Thursday 17 May 2012

'Abandon'ing the last tuesday

This past Tuesday we played a short but amazing gig at Glenmore Park for an event called "Abandon". There were two other awesome bands, White with One and Whitefield (formerly The Cameo), which I think both impressed and inspired us with their talent and energy - check them out when you have a moment!

        

The near-term sees us taking a quick break for 2 weeks then back to heavy practice mode (yes, 1 times a week) in prep for the Western Sydney Showdown where we will be sharing the stage with the dudes from Chasing Light.

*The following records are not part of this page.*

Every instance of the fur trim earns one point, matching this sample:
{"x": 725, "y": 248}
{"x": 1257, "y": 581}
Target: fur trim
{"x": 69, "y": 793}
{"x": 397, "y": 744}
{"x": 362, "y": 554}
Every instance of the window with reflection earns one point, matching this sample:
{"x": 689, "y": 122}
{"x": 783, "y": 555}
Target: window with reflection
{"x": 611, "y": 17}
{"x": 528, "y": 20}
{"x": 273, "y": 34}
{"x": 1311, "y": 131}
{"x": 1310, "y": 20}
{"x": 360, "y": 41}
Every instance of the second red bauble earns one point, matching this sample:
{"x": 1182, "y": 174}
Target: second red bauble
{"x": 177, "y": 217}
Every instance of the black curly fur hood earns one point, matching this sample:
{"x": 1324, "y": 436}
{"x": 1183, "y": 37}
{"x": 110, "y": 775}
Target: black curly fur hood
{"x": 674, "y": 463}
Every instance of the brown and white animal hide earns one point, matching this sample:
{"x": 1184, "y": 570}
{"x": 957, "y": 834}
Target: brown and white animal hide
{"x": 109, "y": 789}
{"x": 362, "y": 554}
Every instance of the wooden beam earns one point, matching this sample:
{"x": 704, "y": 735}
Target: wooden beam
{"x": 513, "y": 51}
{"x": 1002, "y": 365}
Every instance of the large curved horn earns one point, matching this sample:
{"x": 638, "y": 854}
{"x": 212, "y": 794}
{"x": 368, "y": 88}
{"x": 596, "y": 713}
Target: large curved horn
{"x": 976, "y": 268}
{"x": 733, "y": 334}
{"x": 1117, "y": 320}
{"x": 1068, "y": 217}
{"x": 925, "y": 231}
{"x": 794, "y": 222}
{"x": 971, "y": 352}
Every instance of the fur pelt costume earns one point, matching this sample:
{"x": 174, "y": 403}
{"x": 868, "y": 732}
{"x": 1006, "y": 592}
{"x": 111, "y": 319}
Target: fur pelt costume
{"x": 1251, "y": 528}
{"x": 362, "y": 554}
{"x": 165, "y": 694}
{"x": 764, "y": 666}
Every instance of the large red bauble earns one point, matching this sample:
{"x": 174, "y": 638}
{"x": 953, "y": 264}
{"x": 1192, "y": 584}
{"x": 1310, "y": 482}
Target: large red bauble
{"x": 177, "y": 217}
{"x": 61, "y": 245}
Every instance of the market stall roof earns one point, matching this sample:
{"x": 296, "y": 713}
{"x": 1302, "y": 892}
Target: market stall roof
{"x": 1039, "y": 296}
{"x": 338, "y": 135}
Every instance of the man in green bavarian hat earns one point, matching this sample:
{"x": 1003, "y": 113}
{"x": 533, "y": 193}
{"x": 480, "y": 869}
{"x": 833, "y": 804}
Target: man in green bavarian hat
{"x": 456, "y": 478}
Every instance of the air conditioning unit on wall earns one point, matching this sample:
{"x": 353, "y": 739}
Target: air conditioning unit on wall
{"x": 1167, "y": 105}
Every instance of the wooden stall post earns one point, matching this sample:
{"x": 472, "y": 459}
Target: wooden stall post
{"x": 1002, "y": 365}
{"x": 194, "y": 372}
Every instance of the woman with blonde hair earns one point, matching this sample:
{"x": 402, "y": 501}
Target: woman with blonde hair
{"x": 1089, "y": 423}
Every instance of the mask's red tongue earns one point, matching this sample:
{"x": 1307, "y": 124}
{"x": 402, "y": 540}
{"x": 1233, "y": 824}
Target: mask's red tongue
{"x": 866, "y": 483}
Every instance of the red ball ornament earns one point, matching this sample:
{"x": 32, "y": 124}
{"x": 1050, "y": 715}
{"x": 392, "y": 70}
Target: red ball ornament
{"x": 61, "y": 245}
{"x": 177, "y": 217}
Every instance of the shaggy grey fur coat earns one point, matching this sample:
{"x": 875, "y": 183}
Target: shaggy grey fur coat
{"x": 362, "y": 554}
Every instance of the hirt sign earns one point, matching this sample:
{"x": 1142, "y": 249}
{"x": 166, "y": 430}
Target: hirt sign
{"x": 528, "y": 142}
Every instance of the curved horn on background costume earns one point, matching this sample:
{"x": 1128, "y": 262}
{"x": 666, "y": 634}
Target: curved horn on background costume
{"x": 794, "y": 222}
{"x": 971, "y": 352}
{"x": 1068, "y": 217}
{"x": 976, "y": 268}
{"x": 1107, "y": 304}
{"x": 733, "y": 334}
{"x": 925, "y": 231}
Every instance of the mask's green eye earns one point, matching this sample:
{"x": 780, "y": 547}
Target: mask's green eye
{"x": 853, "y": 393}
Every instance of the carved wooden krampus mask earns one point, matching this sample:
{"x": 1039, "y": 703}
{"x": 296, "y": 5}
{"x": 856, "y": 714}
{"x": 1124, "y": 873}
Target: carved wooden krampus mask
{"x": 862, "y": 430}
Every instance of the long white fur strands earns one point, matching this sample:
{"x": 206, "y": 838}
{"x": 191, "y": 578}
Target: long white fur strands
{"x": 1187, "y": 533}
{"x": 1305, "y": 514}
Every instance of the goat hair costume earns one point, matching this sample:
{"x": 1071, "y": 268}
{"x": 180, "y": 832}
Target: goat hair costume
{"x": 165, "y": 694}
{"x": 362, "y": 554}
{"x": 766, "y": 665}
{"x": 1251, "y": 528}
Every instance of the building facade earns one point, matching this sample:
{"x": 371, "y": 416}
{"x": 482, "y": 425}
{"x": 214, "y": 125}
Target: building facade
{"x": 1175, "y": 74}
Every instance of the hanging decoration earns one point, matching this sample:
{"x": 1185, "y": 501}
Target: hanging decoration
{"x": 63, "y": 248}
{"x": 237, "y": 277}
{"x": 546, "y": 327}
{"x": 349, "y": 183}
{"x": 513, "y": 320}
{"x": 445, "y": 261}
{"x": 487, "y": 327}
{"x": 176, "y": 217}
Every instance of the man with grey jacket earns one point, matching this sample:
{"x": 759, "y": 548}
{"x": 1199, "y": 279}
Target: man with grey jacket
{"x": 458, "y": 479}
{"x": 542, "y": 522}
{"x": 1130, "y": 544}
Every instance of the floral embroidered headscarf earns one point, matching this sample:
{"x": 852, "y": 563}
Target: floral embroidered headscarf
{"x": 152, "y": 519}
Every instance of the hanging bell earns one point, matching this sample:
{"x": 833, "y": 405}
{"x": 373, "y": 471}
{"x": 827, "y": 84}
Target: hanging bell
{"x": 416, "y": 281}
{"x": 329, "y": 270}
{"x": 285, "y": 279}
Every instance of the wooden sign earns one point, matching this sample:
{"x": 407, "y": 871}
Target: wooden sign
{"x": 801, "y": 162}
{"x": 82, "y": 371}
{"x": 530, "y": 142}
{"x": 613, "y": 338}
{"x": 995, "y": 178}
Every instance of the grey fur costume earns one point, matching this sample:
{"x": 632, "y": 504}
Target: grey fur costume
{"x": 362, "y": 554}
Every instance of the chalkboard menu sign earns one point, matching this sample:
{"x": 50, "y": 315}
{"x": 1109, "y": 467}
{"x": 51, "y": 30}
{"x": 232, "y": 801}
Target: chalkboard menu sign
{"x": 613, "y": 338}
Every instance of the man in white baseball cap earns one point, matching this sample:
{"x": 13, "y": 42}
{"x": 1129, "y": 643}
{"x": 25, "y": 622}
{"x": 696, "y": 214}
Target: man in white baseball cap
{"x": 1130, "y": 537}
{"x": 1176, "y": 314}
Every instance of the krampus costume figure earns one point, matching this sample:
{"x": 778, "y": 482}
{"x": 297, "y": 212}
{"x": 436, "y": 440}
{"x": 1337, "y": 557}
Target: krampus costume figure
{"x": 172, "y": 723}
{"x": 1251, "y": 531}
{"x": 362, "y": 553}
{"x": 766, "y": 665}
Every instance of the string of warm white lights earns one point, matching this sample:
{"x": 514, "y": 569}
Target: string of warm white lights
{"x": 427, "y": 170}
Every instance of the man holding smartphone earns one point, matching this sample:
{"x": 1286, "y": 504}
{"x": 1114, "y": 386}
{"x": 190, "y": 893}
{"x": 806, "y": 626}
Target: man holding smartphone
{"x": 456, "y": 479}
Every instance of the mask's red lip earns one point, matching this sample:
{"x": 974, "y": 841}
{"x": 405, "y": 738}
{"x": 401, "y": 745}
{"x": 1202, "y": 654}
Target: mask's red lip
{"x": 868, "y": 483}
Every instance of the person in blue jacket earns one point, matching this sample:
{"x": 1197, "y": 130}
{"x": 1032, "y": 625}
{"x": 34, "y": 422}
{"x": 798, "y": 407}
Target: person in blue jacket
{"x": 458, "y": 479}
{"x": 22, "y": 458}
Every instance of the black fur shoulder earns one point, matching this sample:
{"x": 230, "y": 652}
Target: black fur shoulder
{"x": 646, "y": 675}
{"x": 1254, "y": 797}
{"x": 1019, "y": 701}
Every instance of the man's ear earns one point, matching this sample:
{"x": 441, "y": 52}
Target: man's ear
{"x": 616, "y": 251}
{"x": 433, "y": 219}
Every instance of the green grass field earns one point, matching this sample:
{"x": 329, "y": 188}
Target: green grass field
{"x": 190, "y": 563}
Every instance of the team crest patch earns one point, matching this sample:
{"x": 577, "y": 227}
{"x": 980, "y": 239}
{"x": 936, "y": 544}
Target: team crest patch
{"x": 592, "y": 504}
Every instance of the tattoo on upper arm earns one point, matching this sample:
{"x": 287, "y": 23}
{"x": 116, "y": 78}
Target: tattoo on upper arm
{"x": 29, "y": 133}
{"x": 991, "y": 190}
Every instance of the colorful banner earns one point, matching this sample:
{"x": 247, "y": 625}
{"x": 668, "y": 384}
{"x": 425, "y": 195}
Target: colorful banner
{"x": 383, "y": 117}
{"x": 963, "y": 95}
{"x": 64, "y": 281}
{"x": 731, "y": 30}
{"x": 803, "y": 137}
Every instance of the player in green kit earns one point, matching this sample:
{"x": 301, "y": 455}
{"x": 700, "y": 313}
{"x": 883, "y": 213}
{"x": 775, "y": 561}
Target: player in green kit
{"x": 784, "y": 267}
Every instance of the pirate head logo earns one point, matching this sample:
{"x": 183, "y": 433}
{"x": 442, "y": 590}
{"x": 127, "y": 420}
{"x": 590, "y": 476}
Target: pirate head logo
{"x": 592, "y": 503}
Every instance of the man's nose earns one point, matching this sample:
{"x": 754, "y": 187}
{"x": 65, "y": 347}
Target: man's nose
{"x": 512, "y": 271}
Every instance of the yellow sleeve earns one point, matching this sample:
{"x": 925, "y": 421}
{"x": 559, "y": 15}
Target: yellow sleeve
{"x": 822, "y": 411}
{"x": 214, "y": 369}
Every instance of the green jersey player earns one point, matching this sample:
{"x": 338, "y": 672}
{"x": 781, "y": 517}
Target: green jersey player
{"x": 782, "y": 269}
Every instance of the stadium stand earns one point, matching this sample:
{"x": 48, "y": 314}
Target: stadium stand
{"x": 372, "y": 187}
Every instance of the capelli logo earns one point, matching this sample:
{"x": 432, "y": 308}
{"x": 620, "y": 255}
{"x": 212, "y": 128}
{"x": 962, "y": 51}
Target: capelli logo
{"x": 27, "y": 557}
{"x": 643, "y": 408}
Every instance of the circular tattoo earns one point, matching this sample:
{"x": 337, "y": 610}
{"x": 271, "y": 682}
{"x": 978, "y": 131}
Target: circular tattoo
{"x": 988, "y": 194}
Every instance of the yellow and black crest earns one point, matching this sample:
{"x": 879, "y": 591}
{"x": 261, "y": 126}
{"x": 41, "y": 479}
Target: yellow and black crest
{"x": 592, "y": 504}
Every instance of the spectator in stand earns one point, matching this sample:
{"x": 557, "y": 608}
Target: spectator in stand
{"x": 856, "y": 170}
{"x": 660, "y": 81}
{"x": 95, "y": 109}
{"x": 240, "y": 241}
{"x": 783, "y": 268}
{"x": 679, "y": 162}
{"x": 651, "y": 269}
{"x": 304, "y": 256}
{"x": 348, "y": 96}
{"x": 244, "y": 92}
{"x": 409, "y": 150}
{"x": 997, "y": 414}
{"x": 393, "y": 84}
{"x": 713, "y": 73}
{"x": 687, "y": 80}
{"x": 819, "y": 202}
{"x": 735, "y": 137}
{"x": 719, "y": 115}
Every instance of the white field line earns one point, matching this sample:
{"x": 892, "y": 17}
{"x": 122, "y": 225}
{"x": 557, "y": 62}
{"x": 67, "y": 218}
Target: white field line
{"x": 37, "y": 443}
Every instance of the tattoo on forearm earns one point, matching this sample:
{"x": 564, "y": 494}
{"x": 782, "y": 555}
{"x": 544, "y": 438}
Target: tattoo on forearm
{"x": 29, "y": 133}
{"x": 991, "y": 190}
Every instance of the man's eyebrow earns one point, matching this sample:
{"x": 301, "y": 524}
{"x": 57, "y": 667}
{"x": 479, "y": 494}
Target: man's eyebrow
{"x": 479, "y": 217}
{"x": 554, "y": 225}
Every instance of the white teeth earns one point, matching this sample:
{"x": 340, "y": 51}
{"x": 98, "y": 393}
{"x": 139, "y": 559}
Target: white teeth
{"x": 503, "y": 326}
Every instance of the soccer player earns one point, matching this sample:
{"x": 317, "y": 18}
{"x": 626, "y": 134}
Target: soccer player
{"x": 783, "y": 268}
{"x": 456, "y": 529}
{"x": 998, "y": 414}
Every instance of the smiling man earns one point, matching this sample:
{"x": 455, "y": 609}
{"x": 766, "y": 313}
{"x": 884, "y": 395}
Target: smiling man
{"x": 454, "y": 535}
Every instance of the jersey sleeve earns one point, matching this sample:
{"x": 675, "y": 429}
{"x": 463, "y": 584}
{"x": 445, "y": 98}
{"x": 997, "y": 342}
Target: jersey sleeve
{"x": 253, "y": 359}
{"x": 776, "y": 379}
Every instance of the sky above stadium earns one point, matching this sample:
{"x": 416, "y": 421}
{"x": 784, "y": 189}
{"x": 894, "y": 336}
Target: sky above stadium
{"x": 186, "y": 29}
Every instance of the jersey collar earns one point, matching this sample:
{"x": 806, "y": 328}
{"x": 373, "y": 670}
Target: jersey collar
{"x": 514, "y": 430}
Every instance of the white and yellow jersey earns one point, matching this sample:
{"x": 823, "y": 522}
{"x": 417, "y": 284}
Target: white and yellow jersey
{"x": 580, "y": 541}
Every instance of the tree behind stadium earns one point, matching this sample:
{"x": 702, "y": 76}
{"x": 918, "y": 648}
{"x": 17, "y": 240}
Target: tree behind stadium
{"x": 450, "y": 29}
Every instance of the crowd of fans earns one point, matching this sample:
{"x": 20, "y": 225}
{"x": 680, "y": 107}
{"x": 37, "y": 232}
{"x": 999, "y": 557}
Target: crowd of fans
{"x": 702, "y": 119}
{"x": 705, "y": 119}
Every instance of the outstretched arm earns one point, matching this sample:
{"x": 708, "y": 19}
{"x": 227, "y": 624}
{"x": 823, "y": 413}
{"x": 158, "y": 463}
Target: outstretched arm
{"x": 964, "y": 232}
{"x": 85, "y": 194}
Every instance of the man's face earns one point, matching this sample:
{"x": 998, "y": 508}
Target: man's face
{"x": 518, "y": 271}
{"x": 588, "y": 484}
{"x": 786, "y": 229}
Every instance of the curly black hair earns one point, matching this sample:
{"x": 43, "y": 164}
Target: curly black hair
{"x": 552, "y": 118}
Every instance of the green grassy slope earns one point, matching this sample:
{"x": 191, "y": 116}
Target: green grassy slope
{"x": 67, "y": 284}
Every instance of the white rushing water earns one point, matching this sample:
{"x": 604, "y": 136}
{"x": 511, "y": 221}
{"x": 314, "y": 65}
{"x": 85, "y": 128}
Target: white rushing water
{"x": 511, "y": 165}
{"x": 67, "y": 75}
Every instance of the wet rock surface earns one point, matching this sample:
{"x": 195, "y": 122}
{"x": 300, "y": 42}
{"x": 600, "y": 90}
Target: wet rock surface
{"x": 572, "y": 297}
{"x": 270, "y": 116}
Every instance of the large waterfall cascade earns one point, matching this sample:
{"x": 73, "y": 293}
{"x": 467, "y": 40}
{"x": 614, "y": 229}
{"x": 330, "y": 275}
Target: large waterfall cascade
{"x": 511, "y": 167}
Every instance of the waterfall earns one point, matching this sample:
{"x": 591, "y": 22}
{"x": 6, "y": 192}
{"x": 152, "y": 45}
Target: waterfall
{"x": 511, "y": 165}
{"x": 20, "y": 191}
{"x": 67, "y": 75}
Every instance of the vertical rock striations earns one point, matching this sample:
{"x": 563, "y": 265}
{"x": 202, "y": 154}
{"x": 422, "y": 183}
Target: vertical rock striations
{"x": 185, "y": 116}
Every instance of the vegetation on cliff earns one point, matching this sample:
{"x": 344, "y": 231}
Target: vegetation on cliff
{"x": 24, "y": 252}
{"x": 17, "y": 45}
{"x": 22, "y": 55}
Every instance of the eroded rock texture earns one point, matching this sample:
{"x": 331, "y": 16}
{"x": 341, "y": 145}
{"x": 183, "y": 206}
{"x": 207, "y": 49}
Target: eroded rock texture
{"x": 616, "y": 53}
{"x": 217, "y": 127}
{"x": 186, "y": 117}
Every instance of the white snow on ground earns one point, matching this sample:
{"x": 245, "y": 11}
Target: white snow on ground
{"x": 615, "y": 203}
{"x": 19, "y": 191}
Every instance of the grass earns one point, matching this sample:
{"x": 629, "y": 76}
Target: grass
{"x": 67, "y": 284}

Thanks again to all who encourage, support, and tolerate our musical endeavors (and putting up with listening to rough recordings at every chance)!!!

Thursday 10 May 2012

Only the greatest idea EVER

I've always wanted to play something big. Like a stadium or something. Or any crowd in excess of 500. The flat bed of a big truck turned into a mobile stage.
The Ellen show.

Ellen is about the only daytime TV show that's on my lunch break that isn't entirely depressing, boring, or a very bad straight-to-TV movie about a shark that swims up from the salt water area to the fresh water area and then eats 1960's kids or something (I wasn't paying huge attention to that one).

Ellen's show is always coming up with new segments, so I thought of a mad name for a segment that would totally get her attention. Time Travelling Obscure Australian Band Friday!

See, 'cos of the time zone difference, travelling from Point A to Point U (Australia to USA) would mean that if we left at the right time, we could play yesterday in the States. In the imaginary situation (much like 'what-I'd-do-if-I'd-won-the-$70m-Oz-Lotto-on-Tuesday, which, it turns out, is buy all the wrong things and have a fight with my best friend because I'd got him the wrong house, car, and Angelina-Jolie type adoption because there's apparently a difference between adoption and human trafficking, and the answer isn't "peak hour"), we'd totally pay for our own air fares and Ellen would supply instruments because they're too big to put on a plane. Then we'd play either Hoping For Jupiter since it ties in with our album release, or Monsters In Mirrors because it'd show we're mega versatile and ahead of the musical curve using loops, real drums, and multi-instrumentalism.
Except if I stuffed the solo. That would be embarrassing.
Then Ellen would interview us and we'd be all "we've got a web page and a blog and you can buy a song for $1!" and then we'd get a hundred downloads and it would offset the cost of the flights by $100. Leaving us... ummmmmm... about $6000 down overall. Not too bad, really.

So now, all I need to do is either start stalking Ellen on Twitter or send her an email because she's totally sympathetic to Australia after Finding Nemo even though she didn't actually come here and instead recorded in a sound studio in LA. Because her character spent time in the mouth of a pelican flying around Sydney Harbour being chased by seagulls.

This plan can't fail!
Unless, by some miracle, she ignores a small obscure Australian time-travelling band. But what are the odds of that?

First post, like, ever.

We're super excited about the launch of our new website to coincide with the launch of our first EP. Moreover, we have some fantastic gigs coming up with some super talented bands, and you'd be crazy to miss them!

This area will be where we post photos of gigs and ramble a little more about life in the band and thoughts as they come along. When we begin recording our full-length album (tentatively titled Telling Tales, which is a lot of t's to use in one go) we will have a log of all the steps along the way and the craziness that ensues. Given that we recorded electric guitar on a laptop on a City Rail train and 5am on our last album, we can guarantee that some hilarity will ensue.